Connecting Asian writers with global readers

Book review: Book of Prayers for the nonbeliever by Dibyajyoti Sarma

2 min read

Reviewed by Paresh Tiwari

book of prayers front and back

Title: Book of Prayers for the nonbeliever
Author: Dibyajyoti Sarma
Publisher: Red River (2018)
Pages: 128 (Paperback)
Price: INR 400

To read Dibyajyoti Sarma’s, Book of Prayers, is to see — in one’s own lifetime — the birth of a modern mongrel mythology, rendered skilfully on every page. Dibyajyoti’s poetry deftly fuses together bits from Mahabharata, ancient Assamese lore, and his own story. The terrain is one of love, loss and longing, and that in itself isn’t something new or particularly unique. What, however is, is his voice. Dibyajyoti’s poems are travellers. Brimming with symbolist images, the poems move deftly from deeply personal experiences to mysticism and fables, relentless in their pursuit of the self.

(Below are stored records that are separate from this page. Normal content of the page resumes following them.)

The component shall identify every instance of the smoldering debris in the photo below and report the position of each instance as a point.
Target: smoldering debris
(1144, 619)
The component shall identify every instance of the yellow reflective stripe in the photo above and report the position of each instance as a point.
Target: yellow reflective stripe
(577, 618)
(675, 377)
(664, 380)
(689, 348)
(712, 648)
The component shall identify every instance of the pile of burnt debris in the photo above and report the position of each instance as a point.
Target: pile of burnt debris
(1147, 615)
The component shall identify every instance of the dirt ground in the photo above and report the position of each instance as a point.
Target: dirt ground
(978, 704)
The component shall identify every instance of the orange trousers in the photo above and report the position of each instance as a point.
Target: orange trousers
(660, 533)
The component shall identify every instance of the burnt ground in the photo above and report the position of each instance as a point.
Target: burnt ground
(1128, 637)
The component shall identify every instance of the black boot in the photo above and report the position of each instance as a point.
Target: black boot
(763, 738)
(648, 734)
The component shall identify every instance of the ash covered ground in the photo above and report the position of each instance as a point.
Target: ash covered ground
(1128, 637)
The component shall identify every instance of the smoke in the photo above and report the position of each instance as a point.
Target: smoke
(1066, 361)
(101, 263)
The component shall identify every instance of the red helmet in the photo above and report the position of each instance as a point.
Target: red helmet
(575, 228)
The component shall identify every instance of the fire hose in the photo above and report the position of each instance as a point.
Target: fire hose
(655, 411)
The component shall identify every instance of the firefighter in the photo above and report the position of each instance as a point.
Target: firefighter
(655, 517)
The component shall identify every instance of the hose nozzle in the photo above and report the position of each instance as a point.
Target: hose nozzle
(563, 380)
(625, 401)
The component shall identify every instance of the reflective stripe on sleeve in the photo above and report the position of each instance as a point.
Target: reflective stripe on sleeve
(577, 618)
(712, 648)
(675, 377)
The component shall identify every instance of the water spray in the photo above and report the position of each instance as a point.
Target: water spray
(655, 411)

Dibyajyoti opens the book with a warning where he candidly owns the reader, when he says – this book is about you, and me. In this one sentence, so seemingly innocent, he establishes a tone of confession – almost as if he and the reader are lovers – and it is this tone of confession that roots the book in a pursuit of truth. With this one line, which isn’t even a poem but a precursor relegated to a page before you dig your teeth into his work, he joins the pantheon of Walt Whitman, striking an intimate relationship with his reader. And we gladly hold his hand.

Book of Prayers is divided into five sections, the first four named after an element each and the last titled ‘An Unfinished Yantra for an Unnamed Personal God’. In each of these sections, Dibyajyoti shines a light on humanity, in all its messy, heartbreaking, soaring glory. He gets down into the soil of his roots, digging with his bare hands. His poetry deftly navigates the history of an entire community, touching briefly yet deeply, myriad subjects and themes – love, lust, longing, pain, memories, to name but a few. And he juxtaposes them with mythology known and unexplored, which reminds us that the universality of human emotion is not even a factor of time, and in this timeless saga, life germinates over the pages one ink blossom at a time.